We used to have a good MLS showing at the Big Train Show but that fell out after the move inland, it's really gone south since the live steam setup stopped coming. Nowadays things are so fragmented I doubt anyone will be able to find a consensus for another meeting place. Don't want to sound so negative but its not going to easy to find a location thats large enough with enough access that can accommodate a number of people and be within a reasonable distance. With Marty calling it quits its the end of an era. I wish I could have gone once but...


----------



## Dick413 (Jan 7, 2008)

What about RLD hobbies ?


----------



## Mike Toney (Feb 25, 2009)

Thats my thought, if the new layout is as big if not bigger than the last(heard it was gonna be larger) then there will be room to grow. I know at his old location there was plenty of room for a couple portable layouts to be added and even a tent to deal with sun and rain issues. I could see the RLD open house becoming a new gathering if folks will come. His fall open house is this coming weekend, is anybody even going? I have seen little to no discussion about it in the last couple months.


----------



## SD90WLMT (Feb 16, 2010)

Frankly.. What about Our buddy Robby..??

He's.."allready" holding yearly runs at his shop!!

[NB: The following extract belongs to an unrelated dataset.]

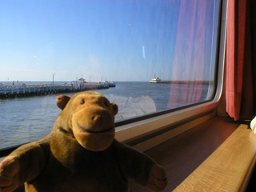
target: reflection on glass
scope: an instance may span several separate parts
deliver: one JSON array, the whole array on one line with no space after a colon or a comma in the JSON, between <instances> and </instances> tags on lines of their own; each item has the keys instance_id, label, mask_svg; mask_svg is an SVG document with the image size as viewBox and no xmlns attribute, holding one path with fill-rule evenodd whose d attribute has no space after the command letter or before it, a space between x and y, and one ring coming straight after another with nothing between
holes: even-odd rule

.. Just go bring your trains and show up!!
Done deal...


----------



## CliffyJ (Apr 29, 2009)

Greg Elmassian said:


> It's highly unlikely I will travel to the East coast for a meet, since I'm all the way on the West coast, but a West coast or Arizona meet is attractive to me.
> 
> I agree with Randy, and he's just throwing ideas out, getting hit with "you made a mistake" sure does not seem to be in the "MLS spirit"
> 
> Greg


Greg, I agree with Randy as well, and I sure apologize if I sounded like I was saying "you made a mistake." I meant to only offer my own ideas, inadequate though they might be. 

At the heart of my suggestion was finding an existing east and west (and maybe central) venue to tack onto, not to expect folks in the west to travel to the east and vice versa.

Thanks again Randy for raising the matter. As Vic said, "With Marty calling it quits its the end of an era. I wish I could have gone once but..." I'm in that same boat, so I share the hope that a new venue might be discovered or created.

Cliff


----------



## Tomahawk & Western RR (Sep 22, 2015)

how about a few portable tracks setup at the RR museum of PA at strasburg?? should be in the northeast. the majority of us live there


----------